Low and his research team designed a targeting molecule that seeks out and attaches to prostate-specific membrane antigen, or PSMA, a protein that is found on the outer membrane of the cells of more than 90 percent of all prostate cancers.
“The targeting molecule is in essence a homing device for prostate cancer that can link to a variety of therapeutic agents, including imaging agents and drugs,” said Low, who also is a member of the Purdue Center for Cancer Research. “PSMA acts as the homing signal for the molecule, which binds to the protein and then is carried inside the cancer cell. The molecule and its cargo go only to cancerous tissue and leave healthy tissue unharmed.”
Ratliff and Low are working with scientists and physicians at the Indiana University School of Medicine and the Indiana University Melvin and Bren Simon Cancer Center to perform the clinical trial.
The clinical trial is the first to test the technology in humans and will evaluate the targeting molecule’s ability to recognize prostate cancer and deliver an imaging agent. The patients included in the study have prostate cancer that can be seen by computerized tomography scan, or CT scan, so that it can easily be determined how well the radioimaging agent is reaching the cancerous tissue.

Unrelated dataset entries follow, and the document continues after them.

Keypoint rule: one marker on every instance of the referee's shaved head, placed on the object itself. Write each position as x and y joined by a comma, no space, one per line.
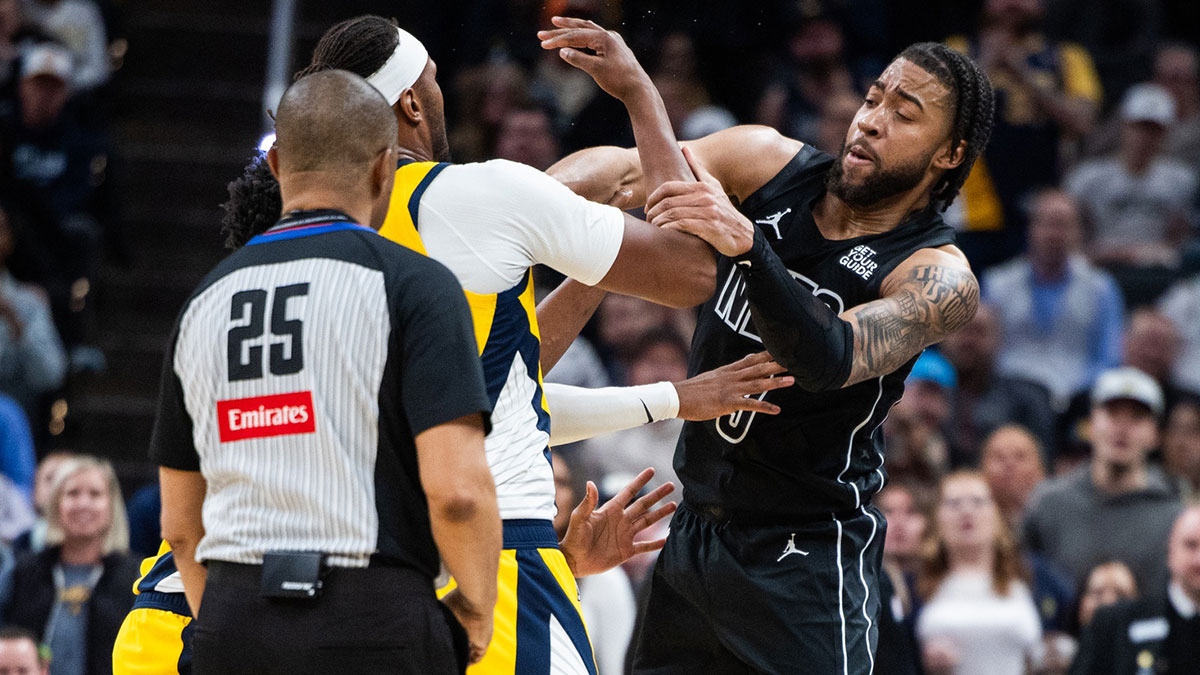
331,121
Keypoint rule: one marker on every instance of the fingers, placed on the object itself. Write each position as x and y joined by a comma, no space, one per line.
588,505
571,22
679,213
579,59
672,189
648,547
761,370
643,505
627,494
652,518
755,405
570,37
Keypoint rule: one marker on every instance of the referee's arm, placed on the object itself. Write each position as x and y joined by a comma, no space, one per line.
449,412
180,479
465,519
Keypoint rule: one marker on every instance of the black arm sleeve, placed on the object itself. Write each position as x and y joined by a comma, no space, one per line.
799,332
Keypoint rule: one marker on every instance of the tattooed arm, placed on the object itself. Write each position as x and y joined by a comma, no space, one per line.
928,297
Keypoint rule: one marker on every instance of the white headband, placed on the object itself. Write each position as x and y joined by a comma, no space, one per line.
402,69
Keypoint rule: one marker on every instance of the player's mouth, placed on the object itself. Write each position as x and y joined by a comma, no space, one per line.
859,155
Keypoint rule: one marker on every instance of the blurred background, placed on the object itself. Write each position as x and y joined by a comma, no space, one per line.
121,123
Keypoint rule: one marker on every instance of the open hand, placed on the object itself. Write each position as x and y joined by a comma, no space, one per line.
701,209
611,64
477,623
601,538
731,388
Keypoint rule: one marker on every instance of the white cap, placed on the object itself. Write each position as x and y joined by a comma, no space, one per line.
47,59
1128,384
1149,102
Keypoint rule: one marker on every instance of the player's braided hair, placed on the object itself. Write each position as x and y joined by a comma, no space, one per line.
253,207
361,45
973,108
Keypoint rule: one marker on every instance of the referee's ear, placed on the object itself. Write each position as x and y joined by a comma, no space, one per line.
273,162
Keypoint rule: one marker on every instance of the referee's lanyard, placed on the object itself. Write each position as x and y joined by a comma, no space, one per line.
77,596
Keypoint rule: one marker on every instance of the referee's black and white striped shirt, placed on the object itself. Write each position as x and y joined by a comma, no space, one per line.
298,376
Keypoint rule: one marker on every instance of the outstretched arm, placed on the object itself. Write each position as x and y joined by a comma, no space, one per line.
743,159
923,300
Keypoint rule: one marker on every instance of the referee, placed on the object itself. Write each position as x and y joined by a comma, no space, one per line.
323,406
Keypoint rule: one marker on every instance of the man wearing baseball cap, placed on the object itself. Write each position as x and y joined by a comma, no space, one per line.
1115,506
1139,198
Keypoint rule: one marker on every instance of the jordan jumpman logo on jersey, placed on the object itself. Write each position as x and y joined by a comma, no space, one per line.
773,221
791,549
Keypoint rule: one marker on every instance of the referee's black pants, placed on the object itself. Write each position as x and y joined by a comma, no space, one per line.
373,620
729,597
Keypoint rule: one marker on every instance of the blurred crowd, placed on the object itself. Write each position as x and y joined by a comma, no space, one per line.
1042,461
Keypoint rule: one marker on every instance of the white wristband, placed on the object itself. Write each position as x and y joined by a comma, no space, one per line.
577,413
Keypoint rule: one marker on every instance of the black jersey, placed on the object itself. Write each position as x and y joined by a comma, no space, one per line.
823,452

“If the new technology picks up the cancer that we know and can see, we will have more confidence that it can also pick up cancer that can’t be seen by a CT scan,” Low said. “If the trial goes well, we will begin a new imaging trial to determine if we can image prostate cancer well enough to help physicians stage the disease.”

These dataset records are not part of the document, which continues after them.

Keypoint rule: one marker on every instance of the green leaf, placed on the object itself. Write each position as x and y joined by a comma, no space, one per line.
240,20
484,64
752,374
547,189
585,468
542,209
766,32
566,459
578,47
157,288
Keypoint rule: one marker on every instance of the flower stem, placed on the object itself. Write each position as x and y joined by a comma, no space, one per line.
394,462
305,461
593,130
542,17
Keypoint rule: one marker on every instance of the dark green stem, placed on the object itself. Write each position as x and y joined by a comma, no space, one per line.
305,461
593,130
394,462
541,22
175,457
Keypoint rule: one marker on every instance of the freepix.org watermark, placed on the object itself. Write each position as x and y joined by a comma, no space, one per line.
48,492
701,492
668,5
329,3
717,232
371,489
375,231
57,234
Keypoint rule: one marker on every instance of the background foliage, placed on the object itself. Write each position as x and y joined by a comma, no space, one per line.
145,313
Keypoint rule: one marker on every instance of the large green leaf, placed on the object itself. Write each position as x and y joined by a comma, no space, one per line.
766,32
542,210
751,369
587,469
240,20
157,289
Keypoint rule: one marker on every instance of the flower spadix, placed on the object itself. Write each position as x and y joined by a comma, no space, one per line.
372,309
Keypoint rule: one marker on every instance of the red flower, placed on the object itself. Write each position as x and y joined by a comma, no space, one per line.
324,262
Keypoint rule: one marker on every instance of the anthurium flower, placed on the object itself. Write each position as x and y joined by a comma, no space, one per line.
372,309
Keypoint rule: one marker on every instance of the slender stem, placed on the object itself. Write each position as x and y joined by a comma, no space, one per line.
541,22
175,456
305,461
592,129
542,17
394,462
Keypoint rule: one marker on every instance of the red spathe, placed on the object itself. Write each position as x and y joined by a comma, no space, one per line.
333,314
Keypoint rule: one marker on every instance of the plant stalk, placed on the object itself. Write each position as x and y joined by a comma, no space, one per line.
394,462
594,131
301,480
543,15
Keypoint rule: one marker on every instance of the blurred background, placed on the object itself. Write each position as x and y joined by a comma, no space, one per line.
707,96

Dr. Thomas Gardner, the urologist at the Indiana University Melvin and Bren Simon Cancer Center who treats the patients involved in the trial, said the technology may help reduce unnecessary procedures and allow other treatments to be given earlier.
“Treatment of prostate cancer depends on how far we think the disease has progressed, or its stage,” Gardner said. “If the cancer is confined to the prostate, we aggressively treat the organ itself, but if it has spread beyond the prostate a more systemic approach is necessary. It doesn’t make sense to put someone through focused treatments of their prostate and the side effects that go along with it if they will need to go through systemic treatments. Better detection would allow physicians to know that the cancer had spread at a much earlier point.”
There is currently only one radioimaging agent for prostate cancer approved by the Food and Drug Administration.
“The current imaging capabilities available for prostate cancer are very poor,” Low said. “The existing imaging agent is limited because of its large size, which is difficult to get into a solid tumor. Also, it seeks out a target located inside the cancer cell, so it is only able to mark injured cells that are falling apart as opposed to actively growing cancer cells.”
The targeting molecule and radioimaging agent combination designed by Low’s group is more than 150 times smaller than the existing agent and can much more easily penetrate a solid tumor to reach all of the cells inside, he said.
Three patients currently have been treated in the clinical trial that will include around 25 patients. The trial should be complete in about a year, Low said.
Dr. Song-Chu Ko, in the Department of Radiation Oncology at the IU School of Medicine and a member of the IU Melvin and Bren Simon Cancer Center, leads the clinical trial. In addition to Gardner and Ko, the IU team also includes Noah Hahn of the Department of Hematology and Oncology, Peter Johnstone of the Department of Radiation Oncology, James Fletcher of the Department of Nuclear Medicine, Michael Koch of the Department of Urology and Gary Hutchins of the Department of Radiology.
The clinical trial is funded by the Purdue Center for Cancer Research, IU’s radiation oncology and urology departments, and Endocyte Inc.
Low is the chief science officer for Endocyte Inc., a Purdue Research Park-based company that develops receptor-targeted therapeutics for the treatment of cancer and autoimmune diseases. Endocyte holds the license to many of Low’s drug-targeting technologies and recently purchased the rights to the prostate cancer targeting agent.